Art et Sciences

 

Chimie et cuisine !

                                                                                                        Par Sylvain Gaillard

 

 Tout le monde a un jour réalisé une réaction chimique sans forcément en avoir conscience. La chimie nous entoure au quotidien. Le simple fait de cuire un steak dans une poêle fait de vous un chimiste en herbe.

 D’ailleurs, a quoi sert la cuisson des aliments ?

 Il a été prouvé par les biologistes que les aliments crus sont beaucoup moins assimilables pour l’organisme que lorsqu’ils sont cuits alors que se passe t’il dans cette poêle ?

La principale chose que l’on fait dans une poêle, c’est de chauffer les aliments. Cet apport de chaleur permet aux molécules présentes dans les aliments de bouger et ainsi de créer des chocs entre molécules. Ce sont ces chocs qui sont à l’origine des réactions chimiques entre molécules susceptibles de réagir entre elles. La chaleur provoque la dégradation des molécules pour en former des plus petites. Ainsi après cuisson, les aliments deviennent plus tendres et les molécules qui les composent deviennent plus facilement assimilables par le corps humain.
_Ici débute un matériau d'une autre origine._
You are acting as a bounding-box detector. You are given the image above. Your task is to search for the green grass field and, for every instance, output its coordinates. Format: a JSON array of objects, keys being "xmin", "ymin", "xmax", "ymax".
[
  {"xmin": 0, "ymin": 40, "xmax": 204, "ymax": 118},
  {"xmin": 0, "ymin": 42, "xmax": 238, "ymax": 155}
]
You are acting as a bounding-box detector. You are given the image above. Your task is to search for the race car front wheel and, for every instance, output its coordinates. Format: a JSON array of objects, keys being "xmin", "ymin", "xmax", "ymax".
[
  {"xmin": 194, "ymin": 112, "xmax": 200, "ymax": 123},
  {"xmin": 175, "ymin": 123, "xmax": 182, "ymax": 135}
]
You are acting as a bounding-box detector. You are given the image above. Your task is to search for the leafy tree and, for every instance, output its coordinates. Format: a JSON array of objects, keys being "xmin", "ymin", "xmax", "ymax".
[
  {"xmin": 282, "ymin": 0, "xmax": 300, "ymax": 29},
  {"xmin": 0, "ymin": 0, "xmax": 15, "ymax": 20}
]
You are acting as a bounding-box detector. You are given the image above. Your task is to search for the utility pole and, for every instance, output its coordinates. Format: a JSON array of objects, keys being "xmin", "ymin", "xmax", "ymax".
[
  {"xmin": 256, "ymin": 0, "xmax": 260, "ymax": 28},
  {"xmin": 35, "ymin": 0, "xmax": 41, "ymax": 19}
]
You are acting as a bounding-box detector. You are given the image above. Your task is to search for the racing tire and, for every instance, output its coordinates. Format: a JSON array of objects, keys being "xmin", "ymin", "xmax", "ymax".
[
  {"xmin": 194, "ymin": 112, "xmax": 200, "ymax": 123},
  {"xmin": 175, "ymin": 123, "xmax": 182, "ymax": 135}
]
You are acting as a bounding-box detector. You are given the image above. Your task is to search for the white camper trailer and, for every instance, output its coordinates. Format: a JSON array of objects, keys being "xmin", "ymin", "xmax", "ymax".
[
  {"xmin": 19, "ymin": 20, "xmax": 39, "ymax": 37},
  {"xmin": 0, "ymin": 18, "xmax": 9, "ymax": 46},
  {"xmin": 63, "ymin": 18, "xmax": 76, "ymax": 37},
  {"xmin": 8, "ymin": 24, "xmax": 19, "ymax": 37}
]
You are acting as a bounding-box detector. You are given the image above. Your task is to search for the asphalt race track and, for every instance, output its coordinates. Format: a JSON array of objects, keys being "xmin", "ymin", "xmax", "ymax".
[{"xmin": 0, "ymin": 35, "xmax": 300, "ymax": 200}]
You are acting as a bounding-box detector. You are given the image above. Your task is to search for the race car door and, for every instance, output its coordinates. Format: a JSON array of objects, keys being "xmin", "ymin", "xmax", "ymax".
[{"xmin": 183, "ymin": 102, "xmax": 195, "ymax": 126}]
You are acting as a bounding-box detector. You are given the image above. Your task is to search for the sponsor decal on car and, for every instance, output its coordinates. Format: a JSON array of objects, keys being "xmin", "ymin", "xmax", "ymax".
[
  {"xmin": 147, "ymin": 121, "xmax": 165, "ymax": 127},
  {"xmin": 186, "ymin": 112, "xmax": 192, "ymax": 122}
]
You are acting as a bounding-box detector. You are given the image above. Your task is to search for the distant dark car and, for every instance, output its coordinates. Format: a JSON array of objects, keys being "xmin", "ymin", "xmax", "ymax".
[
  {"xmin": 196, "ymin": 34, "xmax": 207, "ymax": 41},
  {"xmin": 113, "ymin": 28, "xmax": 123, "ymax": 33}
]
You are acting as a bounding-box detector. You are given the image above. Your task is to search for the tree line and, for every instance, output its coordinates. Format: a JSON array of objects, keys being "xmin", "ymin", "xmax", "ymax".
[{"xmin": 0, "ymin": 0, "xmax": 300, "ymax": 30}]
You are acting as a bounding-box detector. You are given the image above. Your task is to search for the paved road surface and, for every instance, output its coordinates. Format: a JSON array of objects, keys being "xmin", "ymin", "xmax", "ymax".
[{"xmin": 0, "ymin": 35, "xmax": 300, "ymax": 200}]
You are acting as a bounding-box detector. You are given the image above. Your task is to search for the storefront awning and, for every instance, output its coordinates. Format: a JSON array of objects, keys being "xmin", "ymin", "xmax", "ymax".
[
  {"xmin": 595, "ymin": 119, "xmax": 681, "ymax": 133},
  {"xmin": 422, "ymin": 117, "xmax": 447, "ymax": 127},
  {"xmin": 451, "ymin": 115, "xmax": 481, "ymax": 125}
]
En effet, une partie du travail de dégradation a été effectuée dans la poêle.

 La cuisson n’est pas uniquement utile pour la digestion des aliments. Elle sert aussi à produire des arômes et des couleurs qui peuvent rendre la nourriture plus attrayante.

 La réaction de Maillard, ou la réaction de la cuisson.

 Louis-Camille Maillard fit part de sa découverte surprenante à L’Académie des Sciences le 8 janvier 1912. Alors qu’il travaillait sur la synthèse de protéines par chauffage, il obtint par hasard des substances aromatiques et colorées qu’il identifia comme des mélanoïdines, polymères bruns responsables de la couleur et de la saveur de nombreux aliments : croûte du pain, café et chocolat torréfiés, bière.

Voici décrit avec des exemples précis, les différentes étapes élémentaires de cette réaction.

Condensation de Maillard

 La première réaction du processus correspond principalement à l’addition d’une amine sur un sucre réducteur.

Elle conduit après un réarrangement de la molécule à des glycosylamines. Les glycosylamines issues d’amines et de protéines sont relativement stables, tandis que celles issues d’acides aminés subissent rapidement une nouvelle transformation appelée réarrangement d’Amadori.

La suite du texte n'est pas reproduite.